The SCSRFQ has been found to predict sex related behavior among HIV cocaine-using patients [16] as well as better coping among alcohol dependent patients [17]. It has been used to predict forgiveness among marital couples [18] as well as among college students [9,10,11,12,21,23,24]. The scale has been used frequently with cancer patient finding that high scores tend to be associated with positive mood, optimism, and hope among this population [13,14].
It is difficult if not impossible to determine the utility of the scale in clinical settings since typically results found in clinical settings are used for treatment purposes only and are rarely published in professional and peer-reviewed outlets. Thus, it is unclear exactly how the scale might be used in various diagnostic and treatment facilities as well as in independent clinical practices. Since there is no cost in using the scale and since it was published originally in Pastoral Psychology but has been reprinted in several other outlets [1,16,18], it is impossible to know or to track who is using the scale and in what manner. There is, thus, no tracking mechanism employed to determine how the scale is being used since it is freely available to both professionals and the public for their use.

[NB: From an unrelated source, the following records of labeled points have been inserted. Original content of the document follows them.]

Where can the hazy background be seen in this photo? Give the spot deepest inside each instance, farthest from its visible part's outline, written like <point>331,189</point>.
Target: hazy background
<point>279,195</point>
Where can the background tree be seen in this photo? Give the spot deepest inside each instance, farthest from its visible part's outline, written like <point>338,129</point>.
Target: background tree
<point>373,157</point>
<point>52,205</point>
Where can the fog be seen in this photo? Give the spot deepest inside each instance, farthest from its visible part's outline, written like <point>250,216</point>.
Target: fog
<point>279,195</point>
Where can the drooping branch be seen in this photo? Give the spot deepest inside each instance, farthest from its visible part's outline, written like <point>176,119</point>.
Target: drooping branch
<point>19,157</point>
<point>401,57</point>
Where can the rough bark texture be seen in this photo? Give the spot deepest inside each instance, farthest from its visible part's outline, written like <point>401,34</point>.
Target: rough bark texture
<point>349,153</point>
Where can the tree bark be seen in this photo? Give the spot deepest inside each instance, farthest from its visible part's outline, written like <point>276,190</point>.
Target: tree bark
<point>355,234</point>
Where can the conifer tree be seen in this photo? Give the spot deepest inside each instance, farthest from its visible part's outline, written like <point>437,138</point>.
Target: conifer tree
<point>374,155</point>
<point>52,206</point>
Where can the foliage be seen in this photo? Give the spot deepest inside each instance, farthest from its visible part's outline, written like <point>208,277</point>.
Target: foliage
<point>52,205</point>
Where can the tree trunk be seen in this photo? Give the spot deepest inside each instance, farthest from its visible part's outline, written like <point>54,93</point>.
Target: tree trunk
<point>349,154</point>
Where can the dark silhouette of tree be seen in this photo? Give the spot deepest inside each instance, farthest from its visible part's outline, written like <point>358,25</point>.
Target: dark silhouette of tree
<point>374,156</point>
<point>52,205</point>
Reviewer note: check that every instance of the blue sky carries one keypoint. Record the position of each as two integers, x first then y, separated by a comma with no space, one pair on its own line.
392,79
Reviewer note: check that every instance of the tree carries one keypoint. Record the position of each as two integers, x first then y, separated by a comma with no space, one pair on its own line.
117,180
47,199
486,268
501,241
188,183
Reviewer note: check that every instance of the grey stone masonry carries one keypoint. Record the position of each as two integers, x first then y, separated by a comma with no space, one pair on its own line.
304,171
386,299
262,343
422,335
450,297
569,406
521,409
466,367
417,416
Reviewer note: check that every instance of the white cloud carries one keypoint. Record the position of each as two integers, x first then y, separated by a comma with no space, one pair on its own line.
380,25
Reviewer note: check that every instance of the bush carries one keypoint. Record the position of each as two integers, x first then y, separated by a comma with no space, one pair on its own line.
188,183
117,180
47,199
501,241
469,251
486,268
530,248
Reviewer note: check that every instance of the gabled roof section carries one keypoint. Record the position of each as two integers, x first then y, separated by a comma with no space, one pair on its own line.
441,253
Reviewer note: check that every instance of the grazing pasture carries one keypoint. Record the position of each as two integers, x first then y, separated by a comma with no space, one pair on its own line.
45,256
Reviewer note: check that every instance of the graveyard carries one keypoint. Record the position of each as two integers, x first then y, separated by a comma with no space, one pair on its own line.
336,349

Additionally, it is unclear how strength of religious faith might change over time in various situational circumstances. Some preliminary research suggests that the scale may assess situational changes in participants’ religious attitudes and thus may be more of a state rather than trait measure [25].

Conclusions and Future Directions

The SCSRFQ (including the brief version) appears to be a reliable, valid, and useful measure of strength of religious faith that has been successfully used in a wide variety of medical, educational, and other settings in multiple countries. It is quick to administer and score and there are no costs associated with its use. Future research could focus on using the scale among additional client and research populations. Clinicians using the scale are encouraged to publish their findings with it in order to develop a more comprehensive database of its utility as well as psychometric properties.